Tahun 1960-an dan 1970-an adalah salah satu contoh paling berwarna dan banyak dari hidup komunal. Generasi muda—baby boomers waktu itu—membuat komunitas yang terbuka buat siapapun yg mau menolak budaya arus utama dan lari dari kehidupan kota.
Hidup komunal juga lebih murah. Komunitas—yg banyak dipengaruhi gerakan hippie, penolakan terhadap budaya mainstream dengan damai, cinta, kebebasan, dan individualisme—menggabungkan sumber daya untuk sewa, makanan, dan kebutuhan lain, sehingga biaya lebih rendah, menurut artikel The New York Times tahun 1970. Rumah dipakai bersama beberapa orang, sehingga biaya sewa turun dan tidak butuh peralatan terpisah.
(Gambar: Komunitas hippie tahun 1960-an. Sumber: Getty Images—Carl Iwasaki)
Hidup komunal populer 50-60 tahun lalu. Sekarang, tren ini muncul lagi di kalangan Gen Z, tapi dengan alasan berbeda.
Menurut laporan oleh National Mortgage Insurance Corporation, hampir sepertiga Gen Z terbuka membeli rumah bareng teman atau keluarga (disebut co-buying). 18% milenial juga setuju. Laporan Opendoor 2024 menyebut lebih dari 3 dari 4 pembeli rumah pertama kali membeli bersama orang tua, saudara, teman, pasangan, atau rekan kerja.
Ini bukan cuma tren. Agen properti bilang gerakan ini sudah terlihat di pasar perumahan. TikTok dan Instagram juga penuh video Gen Z dan milenial yg beli rumah bersama.
—
Hidup Komunal di Seluruh AS
Patti Cooper, agen properti di Fairfield County, bilang tren co-buying makin populer karena harga rumah naik drastis sejak pandemi. Suku bunga KPR hampir 7%, dan orang butuh penghasilan 6 angka buat beli rumah dengan harga rata-rata $422.000, kata National Association of Realtors (NAR).
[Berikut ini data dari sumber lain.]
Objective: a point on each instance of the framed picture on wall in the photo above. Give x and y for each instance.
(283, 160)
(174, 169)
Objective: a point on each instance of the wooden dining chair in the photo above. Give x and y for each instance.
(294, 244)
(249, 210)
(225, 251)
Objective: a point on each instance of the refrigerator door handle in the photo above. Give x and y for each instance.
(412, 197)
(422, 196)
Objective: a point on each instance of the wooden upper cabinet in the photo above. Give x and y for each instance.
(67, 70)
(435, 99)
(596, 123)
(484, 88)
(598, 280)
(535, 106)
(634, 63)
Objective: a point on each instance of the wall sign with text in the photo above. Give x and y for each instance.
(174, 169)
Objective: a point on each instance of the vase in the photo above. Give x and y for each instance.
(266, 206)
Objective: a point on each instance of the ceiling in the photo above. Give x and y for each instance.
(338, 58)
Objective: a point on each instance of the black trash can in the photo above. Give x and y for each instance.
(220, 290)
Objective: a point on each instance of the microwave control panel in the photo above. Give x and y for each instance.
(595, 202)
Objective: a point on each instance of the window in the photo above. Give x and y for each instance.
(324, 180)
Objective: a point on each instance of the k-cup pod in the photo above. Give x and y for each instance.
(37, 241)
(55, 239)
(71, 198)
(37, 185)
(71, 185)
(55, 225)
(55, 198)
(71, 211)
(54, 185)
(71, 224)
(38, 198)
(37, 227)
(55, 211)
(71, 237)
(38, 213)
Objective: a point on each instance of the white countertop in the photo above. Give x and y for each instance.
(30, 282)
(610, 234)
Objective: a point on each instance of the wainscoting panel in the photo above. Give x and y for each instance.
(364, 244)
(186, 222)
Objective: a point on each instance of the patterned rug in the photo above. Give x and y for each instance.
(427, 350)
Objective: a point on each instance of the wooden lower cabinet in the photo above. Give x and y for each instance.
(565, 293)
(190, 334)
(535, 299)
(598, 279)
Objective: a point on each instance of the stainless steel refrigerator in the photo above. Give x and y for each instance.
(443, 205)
"Orang tua jual rumah dan gabung pendapatan dengan anak buat beli rumah besar dengan unit terpisah," katanya. Meskipun bisa berjalan baik, generasi muda tetap mau punya ruang sendiri.
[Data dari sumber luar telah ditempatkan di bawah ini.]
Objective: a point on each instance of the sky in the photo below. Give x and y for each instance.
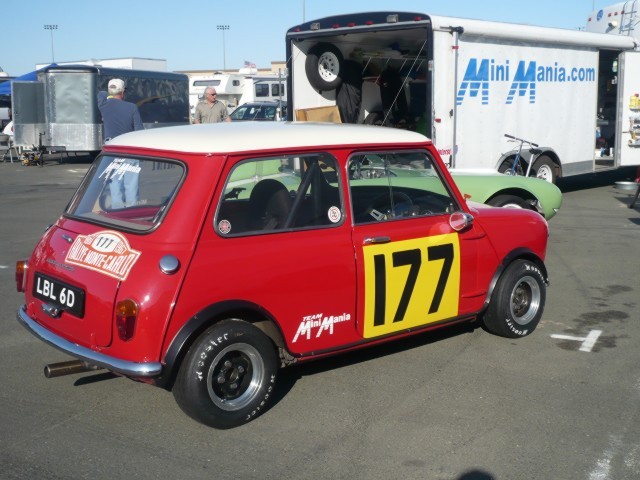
(185, 32)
"Adik kakak juga beli rumah bareng karena biaya sewa mahal. Lebih terjangkau," tambahnya. "Juga karena utang pendidikan bikin susah dapat KPR sendirian."
Elena Novak, peneliti properti di Property Checker, bilang lebih banyak Gen Z dan milenial "kerja sama" beli rumah dalam 2 tahun terakhir.
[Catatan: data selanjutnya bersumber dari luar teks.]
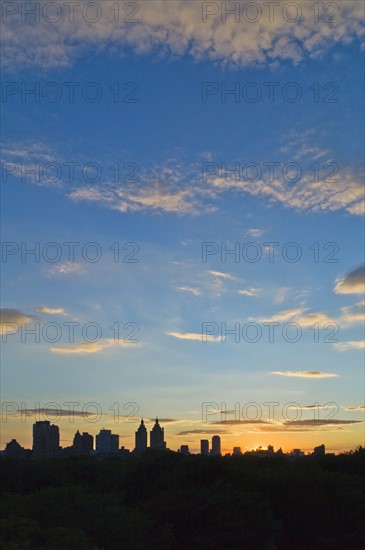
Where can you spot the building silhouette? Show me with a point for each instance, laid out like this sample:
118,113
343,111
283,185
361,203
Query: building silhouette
14,450
46,440
216,445
106,442
320,450
157,437
204,447
82,444
141,438
184,449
"Awalnya, dua saudara atau teman kuliah gabung tabungan beli kondominium yg tak terjangkau sendirian," kata Novak. "Sekarang, bahkan tiga rekan kerja atau empat orang bareng cari rumah."
"Peningkatannya jelas dibanding lima tahun lalu," lanjutnya, "ketika co-buying hampir tidak ada di luar pasangan menikah."
Bar Zakheim, CEO Better Place Design and Build, bilang opsi lain buat Gen Z adalah bangun ADU (unit tambahan) di lahan orang tua.
"Perhitungannya tidak masuk akal, apalagi di San Diego dengan biaya perumahan tertinggi di AS," kata Zakheim. Co-buying atau bangun ADU "bantu mereka dapat solusi perumahan dengan biaya jauh lebih murah."
Meskipun gerakan hippie mungkin tak terulang, tren co-buying Gen Z dan milenial diprediksi terus berlanjut.
"Berbeda dengan eksperimen hidup komunal tahun 1970-an—yang muncul bersamaan perubahan budaya lalu menghilang saat ekonomi membaik—co-buying sekarang didasari ekonomi sulit," kata Novak. Faktor seperti harga rumah dan KPR tinggi "menunjukkan co-buying bukan cuma tren sementara. Ini bisa jadi jalan permanen buat punya rumah."